To illustrate the point using an analogy, consider the following set of letters: * theredfoxatethehotdog * If this string of letters is read three letters at a time, there is one reading frame that works: * the red fox ate the hot dog * and two reading frames that produce nonsense: * t her edf oxa tet heh otd og * th ere dfo xat eth eho tdo g * Genetic messages work much the same way: there is one reading frame that makes sense, and two reading frames that are nonsense. * So how is the reading frame chosen for a particular mRNA? The answer is found in the genetic code itself.
The code contains signals for starting and stopping translation of the code. The start codon is AUG. AUG also codes for the amino acid methionine, but the first AUG encountered signals for translation to begin. The start codon sets the reading frame: AUG is the first triplet, and subsequent triplets are read in the same reading frame. Translation continues until a stop codon is encountered. There are three stop codons: UAA, UAG, and UGA. To be recognized as a stop codon, the triplet must be in the same reading frame as the start codon. A reading frame between a start codon and an in-frame stop codon is called an open reading frame.
Let’s see how a sequence would be translated by considering the following sequence: 5′-GUCCCGUGAUGCCGAGUUGGAGUCGAUAACUCAGAAU-3′ First, the code is read in a 5′ to 3′ direction. The first AUG read in that direction sets the reading frame, and subsequent codons are read in frame, until the stop codon, UAA, is encountered. Note that there are three nucleotides, UAG (indicated by asterisks) that would otherwise constitute a stop codon, except that the codon is out of frame and is not recognized as a stop. In this sequence, there are nucleotides at either end that are outside of the open reading frame.
Because they are outside of the open reading frame, these nucleotides are not used to code for amino acids. This is a common situation in mRNA molecules.
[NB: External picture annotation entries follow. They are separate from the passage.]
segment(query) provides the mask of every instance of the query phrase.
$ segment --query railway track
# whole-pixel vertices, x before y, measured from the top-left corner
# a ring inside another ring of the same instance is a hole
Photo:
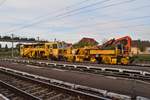
[[[56,82],[50,84],[48,80],[36,79],[37,76],[35,78],[29,74],[16,73],[17,71],[0,69],[0,90],[10,100],[111,100],[102,94],[74,90],[67,85]]]
[[[40,67],[81,71],[87,73],[102,74],[107,76],[123,77],[123,78],[137,79],[137,80],[150,82],[150,72],[142,71],[142,70],[106,67],[106,65],[105,67],[101,67],[101,66],[95,67],[95,66],[87,66],[87,65],[79,65],[79,64],[50,63],[50,62],[43,62],[43,61],[39,62],[33,60],[14,60],[14,59],[1,59],[1,60],[36,65]]]

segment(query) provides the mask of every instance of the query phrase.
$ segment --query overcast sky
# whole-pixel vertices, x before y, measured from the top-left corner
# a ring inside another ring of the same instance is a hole
[[[150,40],[150,0],[0,0],[0,35]]]

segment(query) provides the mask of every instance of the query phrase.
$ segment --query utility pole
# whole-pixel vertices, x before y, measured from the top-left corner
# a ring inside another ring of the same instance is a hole
[[[14,57],[14,34],[11,34],[12,46],[11,46],[11,57]]]
[[[40,37],[39,36],[37,37],[37,40],[38,40],[38,42],[40,41]]]

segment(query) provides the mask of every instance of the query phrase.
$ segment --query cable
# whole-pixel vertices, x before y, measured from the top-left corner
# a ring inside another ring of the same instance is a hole
[[[80,7],[80,8],[77,8],[77,9],[73,9],[73,10],[71,10],[71,11],[68,11],[68,12],[65,12],[65,13],[62,13],[62,14],[58,14],[58,15],[56,15],[56,16],[53,16],[52,18],[61,17],[61,16],[65,15],[65,14],[72,13],[72,12],[76,12],[76,11],[81,10],[81,9],[86,9],[86,8],[95,6],[95,5],[97,5],[97,4],[102,4],[102,3],[108,2],[108,1],[110,1],[110,0],[99,1],[99,2],[96,2],[96,3],[94,3],[94,4],[90,4],[90,5],[87,5],[87,6],[84,6],[84,7]],[[40,17],[42,17],[42,16],[40,16]],[[39,17],[39,18],[40,18],[40,17]],[[13,29],[13,30],[8,31],[8,32],[14,32],[14,31],[16,31],[16,30],[24,29],[24,28],[30,27],[30,26],[32,26],[32,25],[34,25],[34,24],[38,24],[38,23],[40,23],[40,22],[42,22],[42,21],[45,21],[45,19],[44,19],[44,20],[36,21],[36,22],[31,23],[31,24],[29,24],[29,25],[22,26],[22,27],[20,27],[19,29]],[[8,33],[8,32],[7,32],[7,33]]]

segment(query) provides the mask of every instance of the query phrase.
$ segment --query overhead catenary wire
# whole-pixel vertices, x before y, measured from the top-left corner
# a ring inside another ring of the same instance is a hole
[[[57,17],[63,17],[63,16],[66,15],[66,14],[73,13],[73,12],[77,12],[77,11],[79,11],[79,10],[83,10],[83,9],[86,9],[86,8],[89,8],[89,7],[93,7],[93,6],[97,5],[97,4],[102,4],[102,3],[105,3],[105,2],[108,2],[108,1],[110,1],[110,0],[99,1],[99,2],[96,2],[96,3],[90,4],[90,5],[84,6],[84,7],[76,8],[76,9],[67,11],[67,12],[65,12],[65,13],[61,13],[61,14],[55,15],[55,16],[50,17],[50,18],[53,19],[53,18],[57,18]],[[50,19],[50,18],[48,18],[48,19]],[[36,25],[36,24],[38,24],[38,23],[41,23],[41,22],[43,22],[43,21],[45,21],[45,20],[47,20],[47,19],[38,20],[38,21],[33,22],[33,23],[31,23],[31,24],[24,25],[24,26],[22,26],[22,27],[20,27],[20,28],[12,29],[12,30],[10,30],[10,31],[8,31],[8,32],[6,32],[6,33],[14,32],[14,31],[17,31],[17,30],[20,30],[20,29],[24,29],[24,28],[26,28],[26,27],[30,27],[30,26]]]

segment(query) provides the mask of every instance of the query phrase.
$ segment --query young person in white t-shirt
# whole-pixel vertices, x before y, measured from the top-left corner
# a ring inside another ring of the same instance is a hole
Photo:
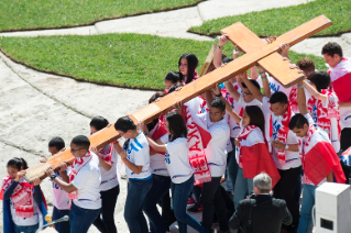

The region at the 5′ end that is not translated is called the 5′ untranslated region, or 5′ UTR. The region at the 3′ end is called the 3′ UTR. These sequences, even though they do not encode any polypeptide sequence, are not wasted: in eukaryotes these regions typically contain regulatory sequences that can affect when a message gets translated, where in a cell an mRNA is localized, and how long an mRNA lasts in a cell before it is destroyed.
A detailed examination of these sequences is beyond the scope of this course. The Genetic Code: Summary of Key Points * The genetic code is a triplet code, with codons of three bases coding for specific amino acids. Each triplet codon specifies only one amino acid, but an individual amino acid may be specified by more than one codon. * A start codon, AUG, sets the reading frame, and signals the start of translation of the genetic code. Translation continues in a non-overlapping fashion until a stop codon (UAA, UAG, or UGA) is encountered in frame. The nucleotides between the start and stop codons comprise an open reading frame.